İkinci imkân: Yaratıcımızdan “iletilen”, yakînilik/kesinlik ve korunmuşluk ifade eden, anlamı mübîn/açık olan (15/1), yol gösterici (2/2) ilahi ve evrensel rehberin amacıyla bütünleşmektir. Yani fitri olanla vahyi olanı bütünleştirmektir.
“Elif lâm râ. Rab’lerinin izni ile insanları karanlıklardan nura; Azîz, Hamîd olanın yoluna çıkarman için sana indirdiğimiz kitaptır.” (14/1)
Fıtri ve adil olan ölçüyü talep eden kerkese, vahyin ölçülerini en azından mezhepler üstü bir ıslah vukfuyla temsil etme/gösterme sorumluluğu vardır.
Çevre, toplum veya moda fikir ve tarzlar değiştikçe değişmeyen ilkelere tutunmak gerçek ilme ulaşmaktır. Çünkü “gerçek ilim”, yer şeyi yaratan Rabbimizin engin ve sonsuz bilgisidir.

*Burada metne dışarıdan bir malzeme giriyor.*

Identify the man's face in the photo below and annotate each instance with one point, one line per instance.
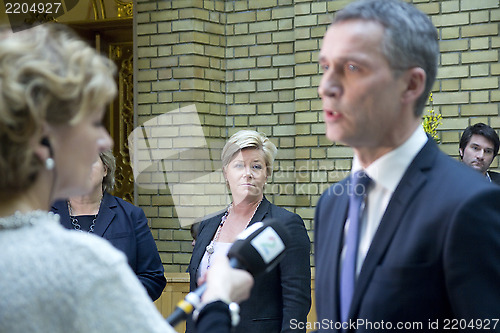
(478, 153)
(360, 95)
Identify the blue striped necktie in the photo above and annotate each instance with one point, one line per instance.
(357, 192)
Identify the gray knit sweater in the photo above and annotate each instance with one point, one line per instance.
(56, 280)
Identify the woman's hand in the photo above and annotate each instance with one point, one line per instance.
(225, 283)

Biz yaratılmışlara sunulan gerçek bilginin bir tezahürü, makro ve mikro kainat’tır. Bir tezahürü de Resul aracılığıyla bizlere iletilen hidayet rehberi son vahiy Kur’an-ı Mübîn’dir.

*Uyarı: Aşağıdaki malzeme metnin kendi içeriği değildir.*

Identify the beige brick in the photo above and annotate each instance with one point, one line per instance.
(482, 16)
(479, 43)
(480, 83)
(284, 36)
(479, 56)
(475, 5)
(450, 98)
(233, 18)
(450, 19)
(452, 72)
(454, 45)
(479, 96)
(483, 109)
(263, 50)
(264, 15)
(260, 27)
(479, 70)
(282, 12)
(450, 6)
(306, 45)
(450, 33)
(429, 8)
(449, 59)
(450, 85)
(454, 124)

Yaratılmış kesin ilim/vakıa olan kainatın mahiyetini çözümlemek “üretilmiş bilgi”dir. Doğru olabilir veya zaman ve şartlara bağlı olan bir izafiyet veya görelilik taşıyabilir.

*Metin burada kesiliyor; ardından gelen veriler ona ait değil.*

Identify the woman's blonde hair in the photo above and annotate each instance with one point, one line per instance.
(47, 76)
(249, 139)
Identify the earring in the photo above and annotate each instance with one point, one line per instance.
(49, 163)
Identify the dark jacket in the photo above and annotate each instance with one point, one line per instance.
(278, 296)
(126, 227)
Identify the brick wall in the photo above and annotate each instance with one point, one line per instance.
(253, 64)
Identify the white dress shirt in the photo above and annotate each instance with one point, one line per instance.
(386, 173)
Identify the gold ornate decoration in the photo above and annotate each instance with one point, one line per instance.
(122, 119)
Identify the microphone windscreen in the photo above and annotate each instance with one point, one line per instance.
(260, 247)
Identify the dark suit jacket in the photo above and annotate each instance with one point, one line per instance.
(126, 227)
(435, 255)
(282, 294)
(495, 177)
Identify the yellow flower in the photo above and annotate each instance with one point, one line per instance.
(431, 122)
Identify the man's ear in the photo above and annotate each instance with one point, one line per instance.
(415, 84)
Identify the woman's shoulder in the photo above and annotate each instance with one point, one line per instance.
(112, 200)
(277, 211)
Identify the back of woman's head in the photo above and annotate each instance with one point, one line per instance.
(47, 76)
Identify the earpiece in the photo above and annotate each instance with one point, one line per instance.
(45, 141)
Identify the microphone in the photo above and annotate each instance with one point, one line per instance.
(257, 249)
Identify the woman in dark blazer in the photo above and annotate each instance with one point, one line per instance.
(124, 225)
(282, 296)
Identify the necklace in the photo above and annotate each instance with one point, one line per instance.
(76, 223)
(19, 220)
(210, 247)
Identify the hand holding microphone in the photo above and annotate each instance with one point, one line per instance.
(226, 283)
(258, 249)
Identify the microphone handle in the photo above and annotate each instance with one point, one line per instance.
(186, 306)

Rabbimizden iletilen ve korunmuş olan vahiy de Kur’an-ı Kerim’dir. Rabbimiz’in kesin/yakîn ilmini ifade eden Kur’an’ın açık ve tek anlama gelen muhkem ayetleri yanında, müteşabih (farklı anlamlara gelen) ve mecazi ayetler veya lafzı kapalı kelamullahı algılamak bir yorum işidir. Namaz/salat gibi aslı Kur’an’da olan Mütevatir Sünnet’i algılamak açık iken, mütevatir olmayan Sünnet de yoruma dahildir.
Yorum ise “iletilmiş din”i anlamak için “üretilmiş bilgi”dir.
Hayatı okumuk en başta “mutlak ilim”e dayanan sabiteleri ve değişkenleri bilmekle başlar. Kainat okyanusunda yönümüzü “sabiteler”e ve “değişkenler”e göre belirleyebiliriz.
Gençlerimizin veya anlam arayışında olanlarımızın en önemli sorunu da yön bilgisi değil mi?